She clucks her tongue while pulling a loaf of bread out of a tin bread box. “That’s how Miss Vera took on when Miss Eberhardt died back when my mother was head housekeeper here. Wouldn’t touch nary a crust for a fortnight,” she said. She begins cutting thick slices of the brown, grain-flecked bread with a serrated knife in her right hand while using her left to slather each slice with butter from an earthenware crock: a balletic display of coordination I’m tempted to applaud. “My mother
said that she nearly starved herself to death, and that she wasn’t really herself for a whole year—not until she got the news that Virgil Nash had killed himself. Then she started eating again.”

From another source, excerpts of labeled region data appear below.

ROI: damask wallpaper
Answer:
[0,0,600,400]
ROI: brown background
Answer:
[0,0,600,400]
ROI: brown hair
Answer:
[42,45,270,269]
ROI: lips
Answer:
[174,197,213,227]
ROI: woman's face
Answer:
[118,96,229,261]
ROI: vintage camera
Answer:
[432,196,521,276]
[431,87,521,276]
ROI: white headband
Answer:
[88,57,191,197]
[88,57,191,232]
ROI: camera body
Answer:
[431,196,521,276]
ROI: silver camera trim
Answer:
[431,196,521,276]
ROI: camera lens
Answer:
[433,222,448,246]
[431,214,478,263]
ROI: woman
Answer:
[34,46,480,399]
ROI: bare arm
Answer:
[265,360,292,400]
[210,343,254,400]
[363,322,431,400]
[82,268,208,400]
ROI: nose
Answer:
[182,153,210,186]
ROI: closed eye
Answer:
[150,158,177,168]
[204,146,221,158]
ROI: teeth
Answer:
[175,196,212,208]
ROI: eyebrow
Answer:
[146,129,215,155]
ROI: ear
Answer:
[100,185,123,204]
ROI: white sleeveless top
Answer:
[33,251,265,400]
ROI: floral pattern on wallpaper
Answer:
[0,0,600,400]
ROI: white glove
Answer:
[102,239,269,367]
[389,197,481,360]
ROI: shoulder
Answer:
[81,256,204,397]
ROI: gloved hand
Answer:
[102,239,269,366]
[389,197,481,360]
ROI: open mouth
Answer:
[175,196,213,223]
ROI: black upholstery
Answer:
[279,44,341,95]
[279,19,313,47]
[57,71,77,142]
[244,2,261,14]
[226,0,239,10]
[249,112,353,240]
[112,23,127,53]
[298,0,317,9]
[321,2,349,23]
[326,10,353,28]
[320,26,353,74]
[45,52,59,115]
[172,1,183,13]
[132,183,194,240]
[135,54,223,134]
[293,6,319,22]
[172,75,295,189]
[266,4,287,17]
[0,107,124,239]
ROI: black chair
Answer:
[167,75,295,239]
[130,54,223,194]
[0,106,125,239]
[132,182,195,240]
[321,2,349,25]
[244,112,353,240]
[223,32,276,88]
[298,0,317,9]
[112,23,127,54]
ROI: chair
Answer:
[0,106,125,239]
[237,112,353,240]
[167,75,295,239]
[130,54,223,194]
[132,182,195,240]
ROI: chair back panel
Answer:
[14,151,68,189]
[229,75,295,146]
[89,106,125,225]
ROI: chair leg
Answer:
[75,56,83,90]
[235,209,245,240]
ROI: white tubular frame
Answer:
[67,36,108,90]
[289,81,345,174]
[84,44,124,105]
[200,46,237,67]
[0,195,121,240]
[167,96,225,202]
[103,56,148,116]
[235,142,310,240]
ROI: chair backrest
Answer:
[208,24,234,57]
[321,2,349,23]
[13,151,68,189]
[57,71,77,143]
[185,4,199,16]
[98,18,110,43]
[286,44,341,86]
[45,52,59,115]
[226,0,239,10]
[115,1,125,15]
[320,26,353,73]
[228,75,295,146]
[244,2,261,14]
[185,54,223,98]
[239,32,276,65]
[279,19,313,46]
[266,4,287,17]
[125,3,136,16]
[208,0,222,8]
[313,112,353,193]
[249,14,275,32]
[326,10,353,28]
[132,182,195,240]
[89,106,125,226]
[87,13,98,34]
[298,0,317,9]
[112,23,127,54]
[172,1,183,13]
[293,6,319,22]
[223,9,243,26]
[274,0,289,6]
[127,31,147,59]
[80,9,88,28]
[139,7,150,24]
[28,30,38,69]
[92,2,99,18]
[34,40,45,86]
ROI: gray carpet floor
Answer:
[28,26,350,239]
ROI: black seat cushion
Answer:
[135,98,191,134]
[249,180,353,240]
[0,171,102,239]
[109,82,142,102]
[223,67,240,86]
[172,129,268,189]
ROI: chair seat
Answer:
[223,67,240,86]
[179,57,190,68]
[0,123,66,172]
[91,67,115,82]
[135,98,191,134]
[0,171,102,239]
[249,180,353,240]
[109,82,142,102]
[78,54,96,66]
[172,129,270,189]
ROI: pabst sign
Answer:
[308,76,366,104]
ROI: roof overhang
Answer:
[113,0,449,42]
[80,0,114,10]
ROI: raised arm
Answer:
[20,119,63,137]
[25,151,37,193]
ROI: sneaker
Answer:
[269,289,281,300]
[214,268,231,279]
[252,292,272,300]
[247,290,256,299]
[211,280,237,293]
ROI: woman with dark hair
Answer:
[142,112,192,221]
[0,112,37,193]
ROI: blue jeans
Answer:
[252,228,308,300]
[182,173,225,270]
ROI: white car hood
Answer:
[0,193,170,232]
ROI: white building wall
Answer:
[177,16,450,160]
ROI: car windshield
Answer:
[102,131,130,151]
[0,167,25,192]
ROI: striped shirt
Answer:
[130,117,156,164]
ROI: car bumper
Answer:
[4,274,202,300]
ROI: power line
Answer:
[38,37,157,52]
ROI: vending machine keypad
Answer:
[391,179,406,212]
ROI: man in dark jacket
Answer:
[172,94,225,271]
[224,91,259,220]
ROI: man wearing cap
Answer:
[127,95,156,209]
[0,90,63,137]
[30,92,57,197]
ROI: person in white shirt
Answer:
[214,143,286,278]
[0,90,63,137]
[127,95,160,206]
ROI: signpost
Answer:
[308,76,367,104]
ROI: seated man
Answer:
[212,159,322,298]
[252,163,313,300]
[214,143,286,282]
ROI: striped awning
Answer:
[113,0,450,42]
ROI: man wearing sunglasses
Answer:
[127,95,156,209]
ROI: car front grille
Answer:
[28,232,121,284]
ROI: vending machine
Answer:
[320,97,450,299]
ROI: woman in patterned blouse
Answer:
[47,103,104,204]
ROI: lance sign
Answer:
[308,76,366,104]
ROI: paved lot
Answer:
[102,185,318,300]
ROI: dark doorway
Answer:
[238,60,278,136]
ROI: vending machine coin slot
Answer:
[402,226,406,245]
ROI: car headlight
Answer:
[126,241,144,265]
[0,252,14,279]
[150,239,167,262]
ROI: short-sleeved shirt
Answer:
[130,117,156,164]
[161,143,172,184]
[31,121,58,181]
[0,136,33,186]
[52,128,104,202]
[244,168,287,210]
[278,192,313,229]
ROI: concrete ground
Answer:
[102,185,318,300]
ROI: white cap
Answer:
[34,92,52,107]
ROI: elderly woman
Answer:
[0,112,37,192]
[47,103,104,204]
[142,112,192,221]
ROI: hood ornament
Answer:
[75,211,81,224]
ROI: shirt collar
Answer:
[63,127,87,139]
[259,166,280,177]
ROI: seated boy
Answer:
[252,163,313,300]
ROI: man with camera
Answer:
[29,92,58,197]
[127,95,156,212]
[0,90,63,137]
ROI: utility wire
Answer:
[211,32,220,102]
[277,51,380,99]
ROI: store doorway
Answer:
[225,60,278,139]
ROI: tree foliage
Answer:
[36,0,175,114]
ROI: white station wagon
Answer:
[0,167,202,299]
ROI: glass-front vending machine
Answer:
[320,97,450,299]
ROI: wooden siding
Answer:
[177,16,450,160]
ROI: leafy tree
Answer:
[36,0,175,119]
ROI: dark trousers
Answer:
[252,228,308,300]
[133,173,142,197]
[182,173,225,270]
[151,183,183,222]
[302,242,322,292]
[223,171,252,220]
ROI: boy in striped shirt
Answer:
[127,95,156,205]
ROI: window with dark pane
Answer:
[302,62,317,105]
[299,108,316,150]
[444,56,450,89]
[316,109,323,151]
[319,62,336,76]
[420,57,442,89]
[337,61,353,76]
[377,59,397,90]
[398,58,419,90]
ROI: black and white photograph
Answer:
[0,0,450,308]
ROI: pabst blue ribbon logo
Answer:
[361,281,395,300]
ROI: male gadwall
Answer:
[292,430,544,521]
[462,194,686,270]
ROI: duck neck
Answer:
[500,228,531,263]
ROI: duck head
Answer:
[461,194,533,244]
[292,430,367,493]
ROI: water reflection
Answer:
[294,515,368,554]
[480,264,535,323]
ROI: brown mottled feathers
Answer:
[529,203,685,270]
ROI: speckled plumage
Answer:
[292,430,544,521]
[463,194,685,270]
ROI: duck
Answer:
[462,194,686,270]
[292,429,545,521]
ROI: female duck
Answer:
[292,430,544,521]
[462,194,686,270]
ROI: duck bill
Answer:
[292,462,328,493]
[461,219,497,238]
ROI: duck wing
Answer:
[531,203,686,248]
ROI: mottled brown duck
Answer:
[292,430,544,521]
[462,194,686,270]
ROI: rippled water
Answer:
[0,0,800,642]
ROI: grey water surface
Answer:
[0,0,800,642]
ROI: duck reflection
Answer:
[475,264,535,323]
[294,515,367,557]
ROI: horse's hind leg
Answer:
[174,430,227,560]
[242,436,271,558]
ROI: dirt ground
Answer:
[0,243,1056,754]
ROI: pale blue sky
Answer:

“Really? Are you sure that was the reason?”

Dymphna pauses in her cutting and buttering of bread, both knives arrested in mid air. “My mother told me she called her to her office that day and told her to take down a painting of Nash’s that hung in the dining room. ‘I’ll not have the work of a suicide hanging over our girls,’ she said to her. And that night she came down to dinner for the first time since Miss Eberhardt’s death and ate everything put in front of her. My mother never had no trouble with her appetite again.”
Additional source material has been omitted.